Nos résultats confirment également ceux de Martin (2016) en ce qui concerne l’usage et la préférence de WhatsApp, qui montraient que cette application est utilisée par tous ses élèves, qui la trouvent plus pratique. Pour Ribeiro De Carvalho et Nasratullah (2017), l’intérêt pour cette application réside dans le fait que les utilisateurs peuvent envoyer des messages, mais aussi des vidéos, des messages vocaux et des images à leurs amis ou encore téléphoner. Elle a l’avantage de permettre la création de groupes et donc les interactions entre plusieurs utilisateurs autour d’une même conversation.

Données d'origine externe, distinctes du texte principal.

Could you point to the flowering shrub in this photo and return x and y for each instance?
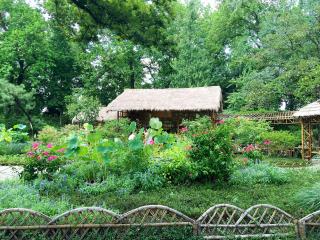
(44, 160)
(197, 126)
(252, 153)
(280, 140)
(15, 134)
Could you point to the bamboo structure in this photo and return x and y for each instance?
(221, 221)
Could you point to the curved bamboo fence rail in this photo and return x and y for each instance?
(223, 221)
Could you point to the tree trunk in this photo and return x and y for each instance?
(19, 105)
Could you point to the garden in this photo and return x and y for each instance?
(197, 167)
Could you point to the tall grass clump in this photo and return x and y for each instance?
(260, 174)
(309, 198)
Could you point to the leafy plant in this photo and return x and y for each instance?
(260, 174)
(212, 154)
(280, 140)
(15, 134)
(44, 161)
(309, 198)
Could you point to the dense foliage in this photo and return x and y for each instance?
(262, 53)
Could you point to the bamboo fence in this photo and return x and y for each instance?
(223, 221)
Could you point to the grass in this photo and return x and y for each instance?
(195, 199)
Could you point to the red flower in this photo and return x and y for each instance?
(35, 145)
(30, 154)
(46, 153)
(267, 142)
(61, 150)
(53, 157)
(221, 121)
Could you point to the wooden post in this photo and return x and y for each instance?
(302, 139)
(306, 139)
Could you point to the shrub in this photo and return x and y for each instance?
(14, 194)
(148, 180)
(121, 185)
(260, 174)
(21, 159)
(245, 132)
(280, 140)
(116, 129)
(175, 164)
(212, 154)
(309, 198)
(15, 134)
(199, 125)
(49, 134)
(43, 161)
(12, 148)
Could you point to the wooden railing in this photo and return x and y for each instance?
(218, 222)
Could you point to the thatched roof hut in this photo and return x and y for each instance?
(103, 115)
(310, 110)
(170, 99)
(171, 105)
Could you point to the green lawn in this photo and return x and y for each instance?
(194, 200)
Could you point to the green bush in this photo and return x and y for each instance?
(280, 140)
(116, 129)
(197, 126)
(43, 161)
(12, 148)
(175, 164)
(16, 134)
(260, 174)
(309, 198)
(16, 194)
(13, 159)
(245, 132)
(49, 134)
(212, 154)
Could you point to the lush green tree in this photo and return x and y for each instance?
(83, 107)
(193, 65)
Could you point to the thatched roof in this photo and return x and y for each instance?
(170, 99)
(104, 115)
(312, 109)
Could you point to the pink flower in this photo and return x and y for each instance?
(35, 145)
(30, 154)
(267, 142)
(184, 129)
(46, 153)
(150, 141)
(188, 148)
(53, 157)
(61, 150)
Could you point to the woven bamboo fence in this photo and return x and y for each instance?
(221, 221)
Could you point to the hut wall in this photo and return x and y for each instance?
(171, 119)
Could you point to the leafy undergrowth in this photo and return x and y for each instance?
(13, 160)
(195, 199)
(192, 200)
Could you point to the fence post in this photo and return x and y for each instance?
(301, 230)
(196, 228)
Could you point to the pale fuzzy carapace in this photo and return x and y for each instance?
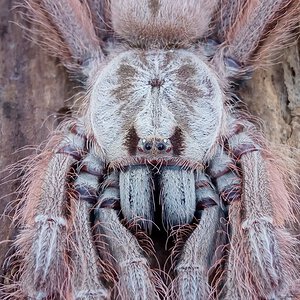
(158, 144)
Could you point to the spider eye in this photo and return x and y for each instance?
(160, 146)
(148, 146)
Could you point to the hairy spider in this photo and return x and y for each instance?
(159, 143)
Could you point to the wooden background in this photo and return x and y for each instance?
(34, 91)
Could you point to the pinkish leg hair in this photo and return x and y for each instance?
(158, 145)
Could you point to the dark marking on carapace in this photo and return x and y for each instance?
(177, 141)
(131, 141)
(154, 6)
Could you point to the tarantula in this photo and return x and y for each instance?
(160, 142)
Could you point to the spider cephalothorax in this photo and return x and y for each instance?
(158, 140)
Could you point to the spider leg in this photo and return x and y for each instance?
(49, 242)
(135, 279)
(259, 263)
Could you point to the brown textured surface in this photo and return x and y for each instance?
(33, 90)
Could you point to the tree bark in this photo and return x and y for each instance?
(34, 90)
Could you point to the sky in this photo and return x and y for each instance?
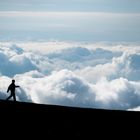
(80, 75)
(84, 53)
(75, 20)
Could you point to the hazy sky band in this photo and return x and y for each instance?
(125, 6)
(92, 20)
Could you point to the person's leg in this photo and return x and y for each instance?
(9, 97)
(14, 96)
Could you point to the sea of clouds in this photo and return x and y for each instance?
(95, 75)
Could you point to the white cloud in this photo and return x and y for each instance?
(77, 75)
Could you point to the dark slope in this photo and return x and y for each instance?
(59, 121)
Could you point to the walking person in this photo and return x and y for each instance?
(11, 88)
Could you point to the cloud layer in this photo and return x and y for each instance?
(94, 76)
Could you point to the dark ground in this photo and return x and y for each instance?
(20, 119)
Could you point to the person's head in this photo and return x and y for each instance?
(13, 81)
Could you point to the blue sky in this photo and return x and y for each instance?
(77, 20)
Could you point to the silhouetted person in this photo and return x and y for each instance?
(12, 87)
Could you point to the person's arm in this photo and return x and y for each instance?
(8, 89)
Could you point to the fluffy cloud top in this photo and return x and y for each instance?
(74, 76)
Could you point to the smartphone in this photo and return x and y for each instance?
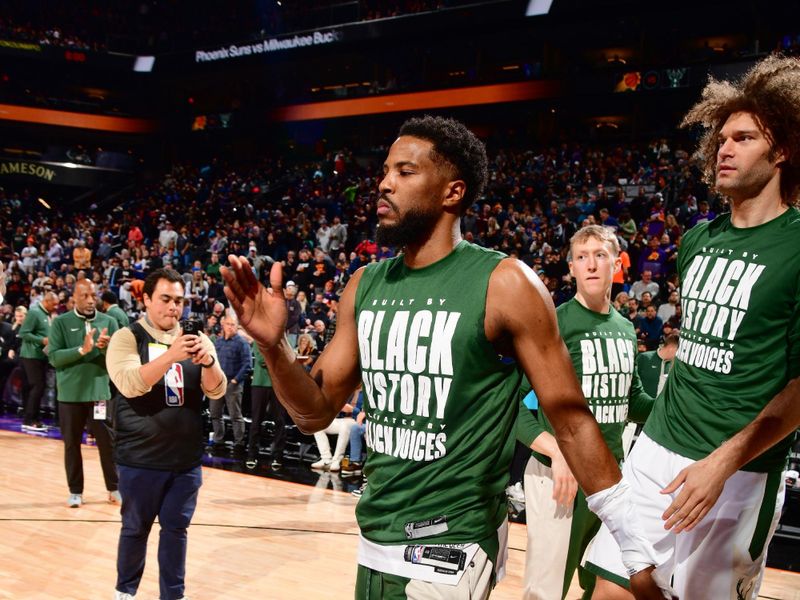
(191, 327)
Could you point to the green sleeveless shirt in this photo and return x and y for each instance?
(740, 336)
(440, 402)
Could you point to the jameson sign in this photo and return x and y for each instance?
(57, 173)
(317, 38)
(19, 167)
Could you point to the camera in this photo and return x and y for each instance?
(191, 327)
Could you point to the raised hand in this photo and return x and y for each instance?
(262, 312)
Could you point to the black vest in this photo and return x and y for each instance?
(154, 431)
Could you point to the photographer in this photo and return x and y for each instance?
(162, 375)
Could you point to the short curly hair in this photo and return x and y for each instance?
(770, 91)
(457, 147)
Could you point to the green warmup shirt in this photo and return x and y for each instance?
(261, 376)
(35, 327)
(740, 336)
(650, 367)
(440, 402)
(603, 352)
(79, 378)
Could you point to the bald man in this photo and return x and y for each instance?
(78, 342)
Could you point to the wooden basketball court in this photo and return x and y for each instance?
(251, 537)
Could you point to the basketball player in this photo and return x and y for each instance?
(426, 334)
(707, 469)
(602, 344)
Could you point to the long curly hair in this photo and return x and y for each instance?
(770, 91)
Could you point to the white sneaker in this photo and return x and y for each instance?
(516, 493)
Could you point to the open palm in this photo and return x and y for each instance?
(262, 312)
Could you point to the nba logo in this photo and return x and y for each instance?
(173, 384)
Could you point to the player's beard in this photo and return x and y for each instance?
(412, 229)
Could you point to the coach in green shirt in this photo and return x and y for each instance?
(34, 333)
(654, 366)
(78, 341)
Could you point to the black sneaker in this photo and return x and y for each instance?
(353, 469)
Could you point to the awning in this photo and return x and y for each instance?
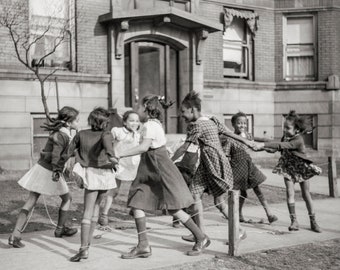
(177, 17)
(249, 16)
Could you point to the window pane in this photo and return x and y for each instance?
(53, 8)
(300, 49)
(300, 30)
(235, 49)
(300, 67)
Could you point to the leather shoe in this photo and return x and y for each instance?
(82, 254)
(189, 238)
(15, 242)
(199, 247)
(137, 252)
(64, 231)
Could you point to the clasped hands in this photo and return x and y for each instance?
(256, 146)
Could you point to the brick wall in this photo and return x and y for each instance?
(92, 56)
(8, 60)
(328, 43)
(264, 51)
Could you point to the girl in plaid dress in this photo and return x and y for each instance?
(214, 173)
(158, 184)
(294, 166)
(246, 174)
(47, 176)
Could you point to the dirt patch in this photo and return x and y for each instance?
(314, 256)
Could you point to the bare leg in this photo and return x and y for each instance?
(61, 229)
(271, 218)
(294, 226)
(111, 194)
(94, 219)
(243, 197)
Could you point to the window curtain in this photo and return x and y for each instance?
(250, 17)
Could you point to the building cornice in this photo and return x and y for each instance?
(63, 76)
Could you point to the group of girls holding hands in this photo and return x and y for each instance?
(104, 158)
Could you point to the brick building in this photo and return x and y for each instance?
(262, 57)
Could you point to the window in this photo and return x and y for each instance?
(51, 30)
(227, 122)
(240, 26)
(299, 48)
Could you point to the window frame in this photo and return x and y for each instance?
(285, 19)
(70, 40)
(249, 54)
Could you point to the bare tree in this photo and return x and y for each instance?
(27, 32)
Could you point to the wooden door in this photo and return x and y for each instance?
(152, 68)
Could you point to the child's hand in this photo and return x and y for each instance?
(270, 150)
(258, 146)
(114, 160)
(55, 176)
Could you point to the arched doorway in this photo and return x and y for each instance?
(152, 68)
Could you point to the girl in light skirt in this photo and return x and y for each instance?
(125, 137)
(95, 164)
(46, 177)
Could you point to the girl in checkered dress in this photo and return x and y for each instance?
(246, 174)
(47, 176)
(159, 184)
(214, 173)
(294, 166)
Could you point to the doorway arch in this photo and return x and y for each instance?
(152, 67)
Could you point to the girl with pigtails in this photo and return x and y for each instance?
(47, 178)
(159, 184)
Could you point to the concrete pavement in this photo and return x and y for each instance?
(43, 251)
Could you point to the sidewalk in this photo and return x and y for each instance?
(43, 251)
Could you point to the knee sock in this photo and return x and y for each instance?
(142, 234)
(62, 218)
(195, 230)
(291, 209)
(19, 225)
(93, 225)
(223, 209)
(85, 232)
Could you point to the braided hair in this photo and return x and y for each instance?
(65, 115)
(98, 119)
(154, 104)
(192, 100)
(236, 116)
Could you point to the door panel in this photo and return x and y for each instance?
(152, 68)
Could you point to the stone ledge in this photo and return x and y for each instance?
(63, 76)
(317, 85)
(239, 84)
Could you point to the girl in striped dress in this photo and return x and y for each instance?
(159, 184)
(214, 173)
(95, 164)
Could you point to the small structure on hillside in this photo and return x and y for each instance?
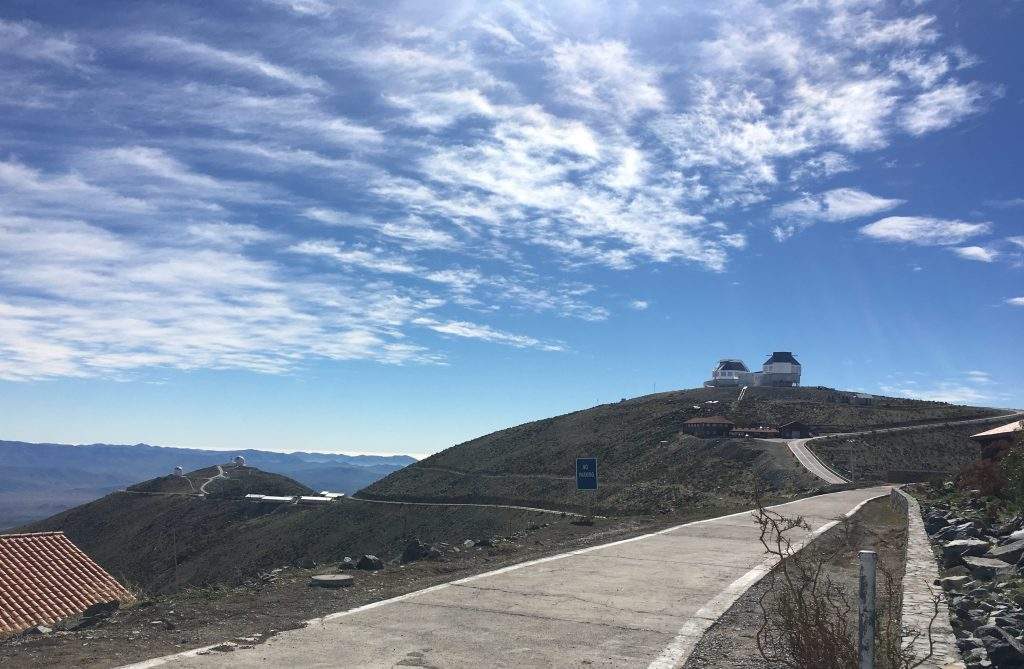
(45, 578)
(795, 430)
(707, 426)
(999, 437)
(759, 432)
(314, 499)
(780, 370)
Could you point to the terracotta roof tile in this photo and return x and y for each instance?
(44, 578)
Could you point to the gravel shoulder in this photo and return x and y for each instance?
(280, 599)
(731, 642)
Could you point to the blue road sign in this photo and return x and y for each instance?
(586, 473)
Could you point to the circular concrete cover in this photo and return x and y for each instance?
(332, 581)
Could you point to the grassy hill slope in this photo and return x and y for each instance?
(644, 463)
(159, 539)
(38, 479)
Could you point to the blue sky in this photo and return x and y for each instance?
(324, 225)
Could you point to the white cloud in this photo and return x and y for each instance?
(951, 391)
(80, 300)
(823, 166)
(176, 48)
(833, 206)
(836, 205)
(604, 76)
(26, 40)
(979, 253)
(941, 108)
(485, 333)
(924, 231)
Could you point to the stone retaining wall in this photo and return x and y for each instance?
(919, 595)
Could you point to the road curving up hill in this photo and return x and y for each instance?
(645, 463)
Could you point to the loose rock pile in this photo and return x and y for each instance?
(983, 579)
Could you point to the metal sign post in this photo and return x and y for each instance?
(866, 628)
(587, 477)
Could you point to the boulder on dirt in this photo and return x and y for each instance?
(1011, 552)
(935, 521)
(953, 550)
(416, 549)
(370, 562)
(1003, 649)
(954, 582)
(986, 569)
(331, 581)
(101, 610)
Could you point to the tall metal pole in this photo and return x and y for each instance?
(868, 559)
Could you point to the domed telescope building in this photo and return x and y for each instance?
(781, 370)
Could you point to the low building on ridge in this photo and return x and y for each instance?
(709, 426)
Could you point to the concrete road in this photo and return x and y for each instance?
(639, 602)
(811, 462)
(825, 473)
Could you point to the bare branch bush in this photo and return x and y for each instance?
(807, 618)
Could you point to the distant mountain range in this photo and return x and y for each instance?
(40, 479)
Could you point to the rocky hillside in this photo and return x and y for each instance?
(981, 572)
(903, 456)
(39, 479)
(645, 464)
(160, 537)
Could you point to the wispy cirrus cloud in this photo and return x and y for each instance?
(833, 206)
(174, 48)
(259, 205)
(977, 253)
(924, 231)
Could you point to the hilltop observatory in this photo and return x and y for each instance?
(780, 371)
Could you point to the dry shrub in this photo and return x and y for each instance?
(808, 621)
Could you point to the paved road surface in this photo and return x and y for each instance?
(811, 462)
(638, 602)
(825, 473)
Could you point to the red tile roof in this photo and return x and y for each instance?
(44, 578)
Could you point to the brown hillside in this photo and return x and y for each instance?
(644, 463)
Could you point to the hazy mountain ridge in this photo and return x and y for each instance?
(39, 479)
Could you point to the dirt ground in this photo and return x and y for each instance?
(281, 599)
(731, 642)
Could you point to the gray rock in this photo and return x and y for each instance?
(954, 582)
(1005, 651)
(953, 550)
(370, 562)
(331, 581)
(1011, 552)
(934, 521)
(985, 568)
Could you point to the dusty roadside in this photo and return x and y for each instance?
(281, 599)
(731, 642)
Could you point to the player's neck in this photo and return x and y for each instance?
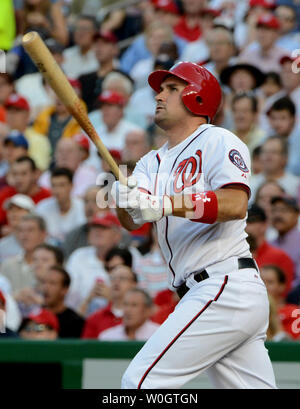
(180, 133)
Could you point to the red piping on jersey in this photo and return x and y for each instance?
(243, 186)
(182, 331)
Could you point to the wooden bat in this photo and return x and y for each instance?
(47, 65)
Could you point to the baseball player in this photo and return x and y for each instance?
(196, 189)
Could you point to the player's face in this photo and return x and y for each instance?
(170, 109)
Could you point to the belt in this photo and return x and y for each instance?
(243, 262)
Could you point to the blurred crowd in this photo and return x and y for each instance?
(67, 267)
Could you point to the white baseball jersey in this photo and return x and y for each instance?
(208, 159)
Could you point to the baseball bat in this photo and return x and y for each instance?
(54, 75)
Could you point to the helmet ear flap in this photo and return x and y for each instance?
(192, 99)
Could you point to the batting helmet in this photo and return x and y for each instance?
(202, 95)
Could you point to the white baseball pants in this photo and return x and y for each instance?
(219, 326)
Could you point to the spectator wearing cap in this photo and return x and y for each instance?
(282, 119)
(16, 207)
(62, 212)
(111, 124)
(106, 51)
(265, 52)
(54, 288)
(263, 252)
(86, 264)
(68, 154)
(38, 93)
(5, 332)
(56, 122)
(287, 17)
(136, 325)
(245, 116)
(15, 145)
(284, 218)
(18, 270)
(42, 325)
(275, 282)
(122, 279)
(24, 176)
(80, 59)
(274, 157)
(78, 237)
(18, 117)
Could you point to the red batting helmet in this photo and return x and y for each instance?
(202, 95)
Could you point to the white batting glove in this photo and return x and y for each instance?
(153, 208)
(126, 196)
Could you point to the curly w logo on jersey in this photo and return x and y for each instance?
(188, 172)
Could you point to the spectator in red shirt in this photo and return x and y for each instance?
(262, 251)
(24, 176)
(188, 26)
(275, 281)
(122, 279)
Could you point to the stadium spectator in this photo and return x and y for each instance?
(55, 287)
(38, 93)
(265, 52)
(287, 17)
(106, 51)
(274, 157)
(122, 279)
(62, 212)
(136, 325)
(242, 77)
(15, 145)
(24, 176)
(78, 237)
(282, 119)
(284, 216)
(18, 117)
(274, 280)
(6, 89)
(111, 123)
(136, 145)
(56, 122)
(68, 154)
(41, 325)
(291, 80)
(221, 50)
(245, 117)
(117, 256)
(80, 59)
(44, 257)
(18, 270)
(16, 207)
(263, 252)
(5, 332)
(188, 27)
(86, 264)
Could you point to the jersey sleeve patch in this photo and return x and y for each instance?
(237, 159)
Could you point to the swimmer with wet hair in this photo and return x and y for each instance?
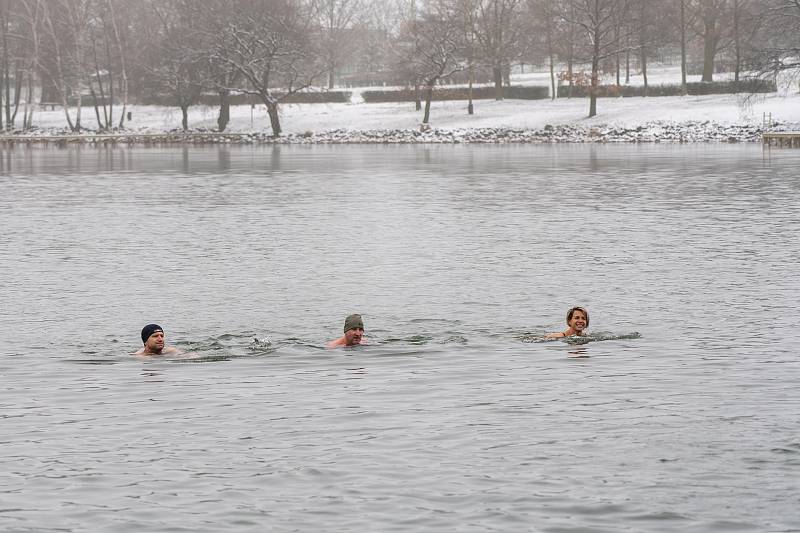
(577, 322)
(353, 333)
(153, 340)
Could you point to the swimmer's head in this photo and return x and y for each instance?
(353, 322)
(572, 312)
(148, 330)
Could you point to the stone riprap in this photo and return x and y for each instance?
(651, 132)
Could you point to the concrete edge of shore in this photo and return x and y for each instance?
(657, 132)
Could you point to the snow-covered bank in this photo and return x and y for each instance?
(713, 118)
(684, 132)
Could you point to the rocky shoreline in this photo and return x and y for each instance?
(651, 132)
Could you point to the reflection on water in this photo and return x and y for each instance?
(676, 412)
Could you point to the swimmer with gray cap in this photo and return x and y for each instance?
(153, 340)
(353, 333)
(577, 322)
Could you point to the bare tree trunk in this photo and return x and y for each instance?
(709, 47)
(470, 107)
(27, 111)
(59, 81)
(497, 73)
(683, 48)
(224, 110)
(185, 116)
(123, 70)
(6, 71)
(96, 107)
(736, 42)
(428, 97)
(103, 123)
(616, 54)
(274, 119)
(595, 67)
(18, 77)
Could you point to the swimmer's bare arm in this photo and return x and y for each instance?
(341, 341)
(169, 350)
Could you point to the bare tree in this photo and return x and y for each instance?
(271, 50)
(497, 30)
(710, 26)
(597, 19)
(438, 49)
(64, 25)
(338, 20)
(174, 58)
(779, 52)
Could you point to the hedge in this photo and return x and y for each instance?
(461, 93)
(321, 97)
(694, 88)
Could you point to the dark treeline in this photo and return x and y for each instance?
(96, 57)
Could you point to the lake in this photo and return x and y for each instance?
(679, 414)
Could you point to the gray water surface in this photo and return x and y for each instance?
(681, 414)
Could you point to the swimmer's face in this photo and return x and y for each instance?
(155, 342)
(578, 321)
(353, 336)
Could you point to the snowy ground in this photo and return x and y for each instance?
(318, 119)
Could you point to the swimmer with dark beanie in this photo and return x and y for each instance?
(577, 321)
(353, 333)
(153, 339)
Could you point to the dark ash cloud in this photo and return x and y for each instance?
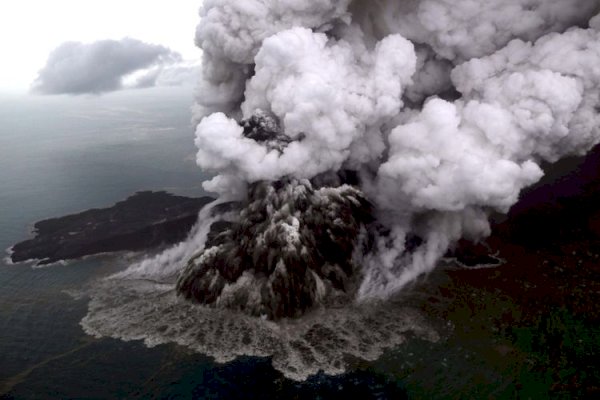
(93, 68)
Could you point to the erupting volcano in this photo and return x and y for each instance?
(441, 113)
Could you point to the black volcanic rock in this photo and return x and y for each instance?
(290, 249)
(144, 220)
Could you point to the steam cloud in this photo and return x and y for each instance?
(103, 66)
(445, 109)
(362, 139)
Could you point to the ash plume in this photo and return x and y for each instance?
(443, 110)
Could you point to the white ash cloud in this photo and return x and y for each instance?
(109, 65)
(445, 108)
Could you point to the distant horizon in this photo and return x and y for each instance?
(30, 30)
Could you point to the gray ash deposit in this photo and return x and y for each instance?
(290, 248)
(144, 220)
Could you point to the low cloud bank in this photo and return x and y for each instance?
(109, 65)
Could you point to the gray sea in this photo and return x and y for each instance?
(60, 155)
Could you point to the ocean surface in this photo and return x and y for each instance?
(60, 155)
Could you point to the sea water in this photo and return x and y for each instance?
(60, 155)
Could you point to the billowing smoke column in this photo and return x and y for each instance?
(442, 109)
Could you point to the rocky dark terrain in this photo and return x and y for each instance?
(532, 324)
(290, 249)
(144, 220)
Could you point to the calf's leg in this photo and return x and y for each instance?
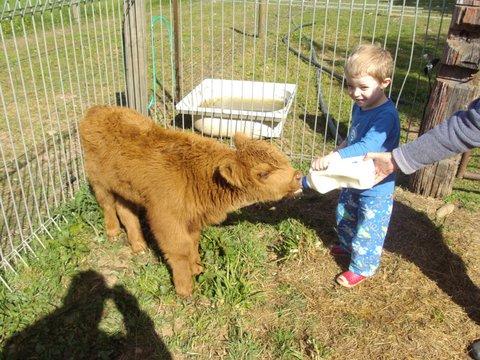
(127, 212)
(175, 243)
(107, 202)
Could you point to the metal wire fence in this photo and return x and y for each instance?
(60, 57)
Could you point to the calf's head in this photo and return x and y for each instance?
(261, 170)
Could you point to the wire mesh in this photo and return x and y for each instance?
(60, 57)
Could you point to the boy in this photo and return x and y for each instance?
(363, 215)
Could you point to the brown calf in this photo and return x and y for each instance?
(184, 182)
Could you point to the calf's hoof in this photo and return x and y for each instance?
(138, 247)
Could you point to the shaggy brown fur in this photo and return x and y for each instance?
(184, 181)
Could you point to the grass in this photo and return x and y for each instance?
(267, 290)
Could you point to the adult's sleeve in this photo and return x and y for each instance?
(457, 134)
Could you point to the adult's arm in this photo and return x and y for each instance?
(458, 134)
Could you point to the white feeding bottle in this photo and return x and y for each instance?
(354, 172)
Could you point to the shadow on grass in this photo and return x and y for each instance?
(72, 331)
(412, 235)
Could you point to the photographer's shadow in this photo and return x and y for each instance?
(411, 235)
(72, 331)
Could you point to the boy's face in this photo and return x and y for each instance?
(366, 91)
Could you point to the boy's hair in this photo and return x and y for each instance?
(369, 59)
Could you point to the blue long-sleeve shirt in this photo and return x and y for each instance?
(458, 134)
(374, 130)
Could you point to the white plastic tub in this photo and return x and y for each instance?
(224, 107)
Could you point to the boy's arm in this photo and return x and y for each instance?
(373, 140)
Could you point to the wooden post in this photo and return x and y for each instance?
(177, 51)
(261, 20)
(134, 40)
(457, 84)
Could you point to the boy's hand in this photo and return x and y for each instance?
(321, 163)
(384, 164)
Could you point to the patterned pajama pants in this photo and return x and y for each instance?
(362, 223)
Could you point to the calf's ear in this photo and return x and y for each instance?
(231, 173)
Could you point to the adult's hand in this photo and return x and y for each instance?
(384, 164)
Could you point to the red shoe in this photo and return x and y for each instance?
(338, 250)
(349, 279)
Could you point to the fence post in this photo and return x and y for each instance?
(177, 51)
(134, 41)
(458, 83)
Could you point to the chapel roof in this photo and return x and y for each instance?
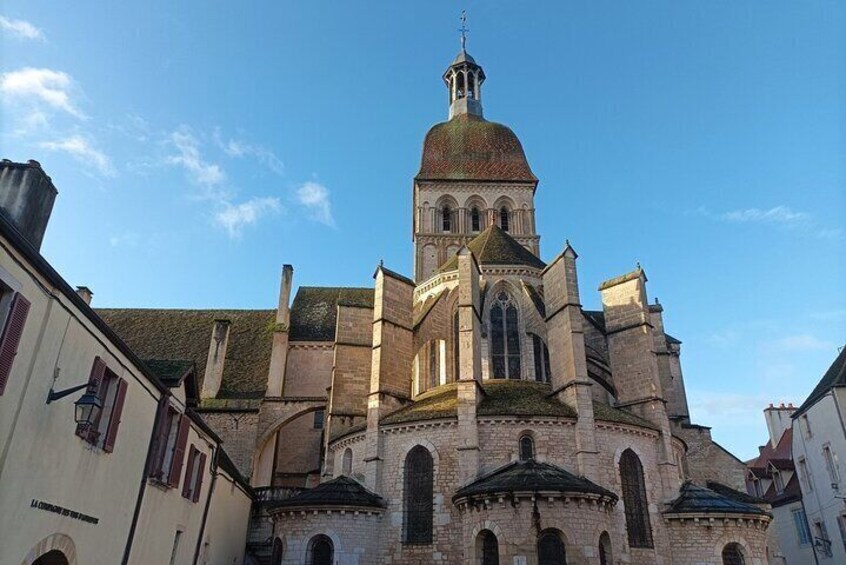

Enfin, Chan (2017) énumère d’autres avantages liés à l’application, notamment le formatage des messages en ajoutant des textes en gras ou en italique et des textes biffés; l’édition de photos prises dans l’application, en dessinant par exemple dessus avant de les envoyer; la connexion sur un ordinateur Windows ou Mac; la citation d’un message précédent avant d’y répondre; la référence d’un individu dans le clavardage grâce au symbole de l’arobas, « @ »; la possibilité d’ajouter des membres d’un groupe au moyen d’un simple lien et la possibilité de voir une vidéo YouTube directement sans avoir à basculer vers une autre fenêtre ou une autre application.
Enfin, nous observons que le téléphone mobile est l’outil privilégié des étudiants bien que peu pratique pour la lecture de textes et de vidéos, constat également fait par Sow et Diongue (2020), Holo (2015) et Holo et al. (2021). Néanmoins, sa petite taille lui confère des avantages, notamment sa portabilité et son usage en « tout lieu ».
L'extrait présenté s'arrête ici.